Abstract
A series of novel 5- and 6-substituted 2-(4-dimethylaminophenyl)-1,3-benzoxazoles was synthesized and their potential as imaging probes for Alzheimer's Disease (AD) related amyloid plaque was evaluated in vitro and in vivo. In vitro binding affinities for Aβ1-40 peptide of several of these compounds were in the low-nanomolar range. The lowest Ki of 9.3 nM was found for N-(2-(4-(dimethylamino)phenyl)-1,3-benzoxazol-5-yl)-4-iodobenzamide (1e). Its 123I-radiolabeled form ([123I]1e) was subsequently prepared by iododestannylation of the corresponding tributylstannyl precursor and evaluated in vivo in a baboon model using SPECT imaging. Contrary to our expectations, 1e did not cross the blood-brain-barrier (BBB) to any significant extent.
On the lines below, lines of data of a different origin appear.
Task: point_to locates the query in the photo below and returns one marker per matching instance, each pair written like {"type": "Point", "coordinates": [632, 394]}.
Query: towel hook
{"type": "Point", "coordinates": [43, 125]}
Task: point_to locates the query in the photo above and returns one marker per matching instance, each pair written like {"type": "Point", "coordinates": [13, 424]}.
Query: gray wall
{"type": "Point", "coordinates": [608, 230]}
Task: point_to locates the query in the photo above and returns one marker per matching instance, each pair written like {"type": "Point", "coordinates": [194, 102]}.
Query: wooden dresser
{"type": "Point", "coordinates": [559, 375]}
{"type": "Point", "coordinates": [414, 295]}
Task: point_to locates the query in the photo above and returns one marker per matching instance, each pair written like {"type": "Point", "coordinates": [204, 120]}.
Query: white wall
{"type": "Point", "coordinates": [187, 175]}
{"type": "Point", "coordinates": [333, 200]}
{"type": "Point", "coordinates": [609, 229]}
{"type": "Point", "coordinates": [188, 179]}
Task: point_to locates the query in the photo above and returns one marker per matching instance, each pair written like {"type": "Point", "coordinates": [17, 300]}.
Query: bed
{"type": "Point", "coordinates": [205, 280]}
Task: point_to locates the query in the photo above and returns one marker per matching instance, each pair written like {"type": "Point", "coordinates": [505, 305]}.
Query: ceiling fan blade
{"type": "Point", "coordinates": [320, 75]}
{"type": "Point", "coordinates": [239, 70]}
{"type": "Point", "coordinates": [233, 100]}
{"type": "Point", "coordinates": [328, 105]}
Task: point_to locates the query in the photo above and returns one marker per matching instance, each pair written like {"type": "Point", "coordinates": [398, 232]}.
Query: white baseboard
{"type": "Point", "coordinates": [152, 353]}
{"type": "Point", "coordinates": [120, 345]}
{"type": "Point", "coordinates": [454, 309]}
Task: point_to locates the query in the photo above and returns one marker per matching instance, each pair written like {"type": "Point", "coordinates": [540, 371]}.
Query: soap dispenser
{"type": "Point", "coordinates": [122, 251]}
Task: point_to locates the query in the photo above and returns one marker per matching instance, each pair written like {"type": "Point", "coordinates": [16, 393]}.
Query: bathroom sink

Alzheimer's Disease (AD) is the most common form of dementia in people aged 65 and older. Currently, several million patients suffer from AD in the US alone, and with the aging of the baby-boom generation, this number is expected to increase. AD is a neurodegenerative disease that gradually leads to severe memory loss. Abundant insoluble neurotoxic deposits of Aβ1-40 and Aβ1-42 peptides on neurons (“Aβ-plaque” or “amyloid plaque”), resulting from cleavage of the amyloid precursor protein (APP) by specific proteases, are one of the characteristic pathological changes occurring in AD. Currently, a definite confirmation of AD is attained only by post-mortem histopathology of the brain. The ability to image amyloid plaque noninvasively in vivo would allow for early diagnosis of AD and evaluation of medication treatment progress in AD patients. Recently, it was reported that non-ionic analogues of Thioflavin T, an ionic imaging dye, penetrate the blood-brain barrier (BBB) and show high affinity for Aβ-plaque. [1] Radioiodinated varieties of these compounds have been used for single photon emission computed tomography (SPECT) imaging of amyloid plaque.[2][3][4]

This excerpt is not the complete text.